Da dignidade humana
A dignidade é um tema que adquire relevância cada vez maior e exige necessariamente uma abordagem adequada de todos, não só do poder público, mas da sociedade como um todo. Acontecimentos brutais acontecem todos os dias em todas as partes do mundo e também no Brasil, infelizmente.
O que assistimos na semana passada com o assassinato de Moïse Kabagambe, o jovem congolês morto a pauladas em um quiosque da orla do Rio de Janeiro, é apenas mais um exemplo de ação humana deplorável. E contradiz o conceito mais elementar de dignidade. Evocarmos a dignidade humana é, obviamente, uma redundância, porque a dignidade só pode ser humana.
A dignidade é um atributo humano. É inerente ao ser humano. Decorre da consciência. É definida como respeito a si mesmo, amor próprio, brio, pundonor. Ou seja, todo ser humano é dotado dessa condição. Dignidade é uma qualidade da qual não se pode abrir mão.
O termo vem do latim dignitate, que significa honradez, virtude, consideração. O conceito de dignidade ganhou sua formulação clássica por Immanuel Kant: "No reino dos fins, tudo tem um preço ou uma dignidade. Quando uma coisa tem preço, pode ser substituída por algo equivalente; por outro lado, a coisa que se acha acima de todo preço, e por isso não admite qualquer equivalência, compreende uma dignidade." O princípio da dignidade é um conceito filosófico e abstrato que determina o valor inerente da moralidade, espiritualidade e honra de todo ser humano, independentemente de sua condição perante qualquer circunstância.
Esse é um princípio fortemente influenciado pelo pensamento iluminista dos séculos XVII e XVIII. Portanto, a noção de dignidade já estava presente no pensamento dos intelectuais daquela época, e até mesmo no texto da constituição de países que passaram por revoluções burguesas no período, como a França e os Estados Unidos.
O princípio da dignidade humana é o conceito mais importante do ordenamento jurídico brasileiro, tanto que se encontra inserido no artigo 1º, da Constituição Federal, em seu inciso III: “Art. 1º: A República Federativa do Brasil, formada pela união indissolúvel dos Estados e Municípios e do Distrito Federal, constitui-se em Estado Democrático de Direito e tem como fundamentos: I – a soberania; II – a cidadania; III – a dignidade da pessoa humana; IV – os valores sociais do trabalho e da livre iniciativa; V – o pluralismo político.” Ou seja, dentro da Carta Maior brasileira, a dignidade se apresenta com um dos fundamentos primários da constituição do Estado Democrático de Direito do país. Baseado também no primeiro artigo da Declaração Universal dos Direitos Humanos, a liberdade, a igualdade e a dignidade constam logo na primeira linha, seguidos da fraternidade: “Art. 1º: Todas as pessoas nascem livres e iguais em dignidade e direitos.

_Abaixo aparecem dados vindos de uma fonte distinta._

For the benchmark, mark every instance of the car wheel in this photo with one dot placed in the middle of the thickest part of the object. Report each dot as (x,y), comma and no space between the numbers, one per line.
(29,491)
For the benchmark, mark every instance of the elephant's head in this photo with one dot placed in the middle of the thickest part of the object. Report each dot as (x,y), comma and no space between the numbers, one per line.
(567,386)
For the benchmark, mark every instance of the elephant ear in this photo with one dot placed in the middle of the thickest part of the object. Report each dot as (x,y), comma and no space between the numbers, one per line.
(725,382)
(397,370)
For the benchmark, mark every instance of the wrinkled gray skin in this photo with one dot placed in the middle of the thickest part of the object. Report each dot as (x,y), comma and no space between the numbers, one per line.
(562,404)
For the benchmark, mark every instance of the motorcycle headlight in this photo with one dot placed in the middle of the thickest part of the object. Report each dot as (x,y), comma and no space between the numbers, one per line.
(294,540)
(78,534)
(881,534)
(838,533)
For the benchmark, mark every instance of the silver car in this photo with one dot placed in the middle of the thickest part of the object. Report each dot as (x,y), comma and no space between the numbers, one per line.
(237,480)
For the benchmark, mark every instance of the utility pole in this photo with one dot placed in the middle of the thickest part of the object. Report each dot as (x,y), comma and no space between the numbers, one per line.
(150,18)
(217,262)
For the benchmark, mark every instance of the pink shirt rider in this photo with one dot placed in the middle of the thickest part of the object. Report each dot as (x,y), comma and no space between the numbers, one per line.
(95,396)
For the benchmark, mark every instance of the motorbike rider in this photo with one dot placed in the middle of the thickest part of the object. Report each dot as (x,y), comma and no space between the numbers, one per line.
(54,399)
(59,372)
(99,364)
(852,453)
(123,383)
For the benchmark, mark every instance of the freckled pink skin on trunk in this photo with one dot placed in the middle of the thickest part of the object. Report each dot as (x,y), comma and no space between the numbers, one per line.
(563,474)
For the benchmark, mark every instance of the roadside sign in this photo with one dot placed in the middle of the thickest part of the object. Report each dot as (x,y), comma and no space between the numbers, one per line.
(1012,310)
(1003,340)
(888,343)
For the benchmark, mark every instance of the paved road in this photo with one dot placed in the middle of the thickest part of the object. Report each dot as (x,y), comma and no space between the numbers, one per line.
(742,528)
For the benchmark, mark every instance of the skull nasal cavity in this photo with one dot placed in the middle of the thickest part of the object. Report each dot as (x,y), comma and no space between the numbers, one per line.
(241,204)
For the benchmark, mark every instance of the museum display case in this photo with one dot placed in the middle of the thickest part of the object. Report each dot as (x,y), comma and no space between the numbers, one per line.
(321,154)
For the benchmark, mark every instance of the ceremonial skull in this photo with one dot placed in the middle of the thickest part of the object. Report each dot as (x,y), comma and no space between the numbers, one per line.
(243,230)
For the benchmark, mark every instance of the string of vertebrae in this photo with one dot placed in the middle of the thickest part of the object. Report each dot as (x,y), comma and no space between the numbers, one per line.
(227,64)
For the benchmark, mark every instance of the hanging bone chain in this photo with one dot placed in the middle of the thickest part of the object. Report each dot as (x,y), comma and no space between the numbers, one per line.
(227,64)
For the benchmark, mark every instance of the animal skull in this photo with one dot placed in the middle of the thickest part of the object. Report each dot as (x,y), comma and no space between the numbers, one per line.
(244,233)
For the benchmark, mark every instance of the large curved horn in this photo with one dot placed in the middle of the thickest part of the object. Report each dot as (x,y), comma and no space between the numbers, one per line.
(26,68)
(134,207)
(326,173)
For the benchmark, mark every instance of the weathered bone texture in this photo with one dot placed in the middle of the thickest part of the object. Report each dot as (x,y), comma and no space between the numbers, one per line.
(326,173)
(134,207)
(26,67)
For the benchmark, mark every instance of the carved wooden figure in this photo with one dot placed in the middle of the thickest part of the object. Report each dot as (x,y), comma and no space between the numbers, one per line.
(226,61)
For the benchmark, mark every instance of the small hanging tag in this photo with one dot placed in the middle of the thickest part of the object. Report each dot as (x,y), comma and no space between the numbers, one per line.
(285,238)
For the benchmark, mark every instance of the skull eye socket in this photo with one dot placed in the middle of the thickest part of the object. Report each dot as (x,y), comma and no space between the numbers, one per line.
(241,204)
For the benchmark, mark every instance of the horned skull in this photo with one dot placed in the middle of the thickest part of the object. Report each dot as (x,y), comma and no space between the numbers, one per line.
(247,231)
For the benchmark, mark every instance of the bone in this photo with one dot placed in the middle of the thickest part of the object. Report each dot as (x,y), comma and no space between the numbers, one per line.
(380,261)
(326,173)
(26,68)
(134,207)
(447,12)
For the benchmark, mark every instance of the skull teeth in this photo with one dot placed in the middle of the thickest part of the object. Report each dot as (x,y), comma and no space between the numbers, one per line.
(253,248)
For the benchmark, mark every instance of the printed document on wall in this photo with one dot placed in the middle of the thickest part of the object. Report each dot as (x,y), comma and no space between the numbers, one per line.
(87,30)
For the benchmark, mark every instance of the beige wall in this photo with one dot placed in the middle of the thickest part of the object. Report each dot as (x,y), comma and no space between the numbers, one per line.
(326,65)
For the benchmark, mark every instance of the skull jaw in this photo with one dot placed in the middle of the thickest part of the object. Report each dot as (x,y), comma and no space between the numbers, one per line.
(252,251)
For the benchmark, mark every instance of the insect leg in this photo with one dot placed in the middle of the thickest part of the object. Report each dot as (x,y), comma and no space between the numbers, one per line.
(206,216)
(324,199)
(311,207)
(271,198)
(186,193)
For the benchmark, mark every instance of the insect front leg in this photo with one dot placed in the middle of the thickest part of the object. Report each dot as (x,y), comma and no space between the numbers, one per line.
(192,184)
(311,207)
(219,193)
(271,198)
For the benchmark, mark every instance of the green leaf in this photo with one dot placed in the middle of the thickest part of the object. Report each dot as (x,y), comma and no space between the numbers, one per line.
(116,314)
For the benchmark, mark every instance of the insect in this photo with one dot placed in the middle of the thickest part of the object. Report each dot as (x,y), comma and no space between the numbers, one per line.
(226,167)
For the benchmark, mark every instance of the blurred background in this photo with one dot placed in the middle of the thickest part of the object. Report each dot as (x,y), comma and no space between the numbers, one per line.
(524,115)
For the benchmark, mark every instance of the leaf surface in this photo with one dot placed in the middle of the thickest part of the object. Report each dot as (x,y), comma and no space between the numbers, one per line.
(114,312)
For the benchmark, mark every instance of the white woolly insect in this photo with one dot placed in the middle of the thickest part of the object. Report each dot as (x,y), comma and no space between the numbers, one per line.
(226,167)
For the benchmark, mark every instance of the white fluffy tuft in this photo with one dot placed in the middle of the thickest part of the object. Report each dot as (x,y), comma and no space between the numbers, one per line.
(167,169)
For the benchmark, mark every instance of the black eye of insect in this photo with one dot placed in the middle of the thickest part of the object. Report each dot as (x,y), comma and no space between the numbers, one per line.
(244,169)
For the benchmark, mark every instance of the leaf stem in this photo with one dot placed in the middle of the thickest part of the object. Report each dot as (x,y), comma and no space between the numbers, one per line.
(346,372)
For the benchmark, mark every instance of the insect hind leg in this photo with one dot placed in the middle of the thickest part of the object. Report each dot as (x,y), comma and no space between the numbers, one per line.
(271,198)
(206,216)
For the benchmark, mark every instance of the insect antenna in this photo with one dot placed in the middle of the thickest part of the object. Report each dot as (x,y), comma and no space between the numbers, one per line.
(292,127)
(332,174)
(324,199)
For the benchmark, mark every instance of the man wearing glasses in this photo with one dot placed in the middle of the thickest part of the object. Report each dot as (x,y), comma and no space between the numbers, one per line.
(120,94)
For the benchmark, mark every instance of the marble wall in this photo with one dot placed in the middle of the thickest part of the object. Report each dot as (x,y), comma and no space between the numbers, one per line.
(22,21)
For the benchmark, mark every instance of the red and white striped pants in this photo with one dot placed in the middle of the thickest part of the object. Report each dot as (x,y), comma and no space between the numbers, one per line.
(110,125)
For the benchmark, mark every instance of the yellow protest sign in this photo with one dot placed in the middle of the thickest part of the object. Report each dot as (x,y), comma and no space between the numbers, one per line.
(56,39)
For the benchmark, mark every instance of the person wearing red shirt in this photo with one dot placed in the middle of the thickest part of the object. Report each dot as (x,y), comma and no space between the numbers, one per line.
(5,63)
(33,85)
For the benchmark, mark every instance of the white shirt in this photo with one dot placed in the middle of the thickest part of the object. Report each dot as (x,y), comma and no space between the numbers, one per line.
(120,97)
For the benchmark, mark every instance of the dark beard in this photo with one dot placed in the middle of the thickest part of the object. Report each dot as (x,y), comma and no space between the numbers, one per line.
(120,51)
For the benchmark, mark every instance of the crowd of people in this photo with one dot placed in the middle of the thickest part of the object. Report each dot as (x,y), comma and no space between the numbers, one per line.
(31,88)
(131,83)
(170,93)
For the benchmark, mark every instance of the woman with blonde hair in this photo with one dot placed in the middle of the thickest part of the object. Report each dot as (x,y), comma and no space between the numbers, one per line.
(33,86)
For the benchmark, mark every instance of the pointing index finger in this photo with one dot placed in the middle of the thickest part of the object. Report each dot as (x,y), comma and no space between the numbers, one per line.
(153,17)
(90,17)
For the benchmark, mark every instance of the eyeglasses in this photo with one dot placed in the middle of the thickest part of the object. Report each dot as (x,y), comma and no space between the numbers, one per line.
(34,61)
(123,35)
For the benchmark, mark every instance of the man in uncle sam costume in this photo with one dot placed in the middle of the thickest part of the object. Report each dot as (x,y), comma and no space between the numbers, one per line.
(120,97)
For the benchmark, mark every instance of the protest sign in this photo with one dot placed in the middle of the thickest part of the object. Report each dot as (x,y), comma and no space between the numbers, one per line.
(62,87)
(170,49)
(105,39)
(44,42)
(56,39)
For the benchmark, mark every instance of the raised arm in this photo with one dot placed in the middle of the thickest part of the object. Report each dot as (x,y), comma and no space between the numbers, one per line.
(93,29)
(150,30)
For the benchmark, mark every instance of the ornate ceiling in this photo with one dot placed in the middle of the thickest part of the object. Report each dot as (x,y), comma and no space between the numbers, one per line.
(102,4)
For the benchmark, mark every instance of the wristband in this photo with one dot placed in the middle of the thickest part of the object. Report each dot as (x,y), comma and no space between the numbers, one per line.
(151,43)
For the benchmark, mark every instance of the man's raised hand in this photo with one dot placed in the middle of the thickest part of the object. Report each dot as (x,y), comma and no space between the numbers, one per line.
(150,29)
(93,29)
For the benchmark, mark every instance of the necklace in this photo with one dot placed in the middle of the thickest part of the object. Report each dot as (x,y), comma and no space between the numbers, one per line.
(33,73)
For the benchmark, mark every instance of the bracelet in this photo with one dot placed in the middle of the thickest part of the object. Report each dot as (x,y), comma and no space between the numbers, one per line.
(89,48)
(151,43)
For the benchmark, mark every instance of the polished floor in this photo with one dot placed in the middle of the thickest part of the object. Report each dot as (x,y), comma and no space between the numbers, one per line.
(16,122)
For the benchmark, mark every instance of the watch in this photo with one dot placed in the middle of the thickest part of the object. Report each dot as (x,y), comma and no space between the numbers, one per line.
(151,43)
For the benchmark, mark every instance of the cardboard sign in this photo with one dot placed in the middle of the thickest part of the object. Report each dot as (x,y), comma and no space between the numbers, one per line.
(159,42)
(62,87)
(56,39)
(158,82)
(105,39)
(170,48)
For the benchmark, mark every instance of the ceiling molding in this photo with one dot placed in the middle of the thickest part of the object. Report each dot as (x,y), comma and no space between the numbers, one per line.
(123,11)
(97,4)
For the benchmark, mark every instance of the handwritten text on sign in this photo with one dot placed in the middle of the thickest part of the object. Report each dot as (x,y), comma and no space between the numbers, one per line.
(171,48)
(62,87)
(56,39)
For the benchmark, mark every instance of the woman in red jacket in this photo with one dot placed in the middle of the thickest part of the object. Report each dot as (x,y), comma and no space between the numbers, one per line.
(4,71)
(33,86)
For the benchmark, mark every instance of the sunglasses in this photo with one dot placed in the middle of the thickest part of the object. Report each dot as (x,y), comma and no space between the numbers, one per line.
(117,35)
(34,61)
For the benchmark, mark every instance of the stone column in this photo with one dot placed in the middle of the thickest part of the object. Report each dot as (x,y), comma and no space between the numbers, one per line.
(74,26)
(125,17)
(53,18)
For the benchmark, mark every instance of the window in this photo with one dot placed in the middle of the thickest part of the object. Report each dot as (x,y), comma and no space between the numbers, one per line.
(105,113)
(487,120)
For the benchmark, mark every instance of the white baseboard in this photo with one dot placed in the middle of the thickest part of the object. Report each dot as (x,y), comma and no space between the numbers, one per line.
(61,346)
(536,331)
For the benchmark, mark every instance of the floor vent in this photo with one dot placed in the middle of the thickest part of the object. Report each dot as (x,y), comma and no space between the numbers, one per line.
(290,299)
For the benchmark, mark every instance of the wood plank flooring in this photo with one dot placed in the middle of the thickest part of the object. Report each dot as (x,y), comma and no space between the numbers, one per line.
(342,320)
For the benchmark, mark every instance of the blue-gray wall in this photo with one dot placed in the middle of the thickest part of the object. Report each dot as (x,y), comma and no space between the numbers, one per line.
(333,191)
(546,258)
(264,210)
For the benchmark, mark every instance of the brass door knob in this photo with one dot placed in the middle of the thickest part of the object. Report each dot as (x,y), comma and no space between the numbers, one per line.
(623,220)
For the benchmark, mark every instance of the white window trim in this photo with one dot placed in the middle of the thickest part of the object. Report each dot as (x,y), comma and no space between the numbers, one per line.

São dotadas de razão e consciência e devem agir em relação umas às outras com espírito de fraternidade.” A partir da Declaração Universal dos Direitos Humanos, adotada oficialmente pela ONU em 1948, pouco tempo depois de a humanidade ter presenciado os horrores das duas grandes Guerras Mundiais, estados de direito do mundo inteiro implementaram a dignidade humana e os direitos humanos como princípios fundamentais de suas relações jurídicas, como é o caso do Brasil, com a Constituição Federal de 1988.
É dever de cada um de nós conscientizar nossos irmãos de que o princípio da dignidade não pode adormecer na letra fria da lei. Temos que admitir que se um evento como esse – o cruel assassinato do jovem Moïse – passar em branco, nós falhamos como sociedade, como nação e como projeto civilizatório.
Que país é este, que pode dormir tranquilo depois de uma monstruosidade dessa? Para encerrar, reproduzo um texto atribuído a Baruch Spinoza (filósofo iluminista holandês, do século XVII): O que é a dignidade? É o respeito que você tem que ter consigo mesmo. É o valor que você dá a si mesmo como pessoa. Isso impede que você seja usado, abusado ou manipulado. Ter dignidade ensina que ninguém pode humilhá-lo, machucá-lo ou usá-lo como bem entender. Sem dignidade é impossível estabelecer limites.
É por isso que você tem que se amar. Você tem que se colocar em primeiro lugar. Você tem que recuperar sua autoestima. Ninguém nos ensinou... mas nunca é tarde para aprender. Dignidade é o amor que você tem consigo mesmo.
Heitor Rodrigues Freire (*) – Corretor de imóveis e advogado.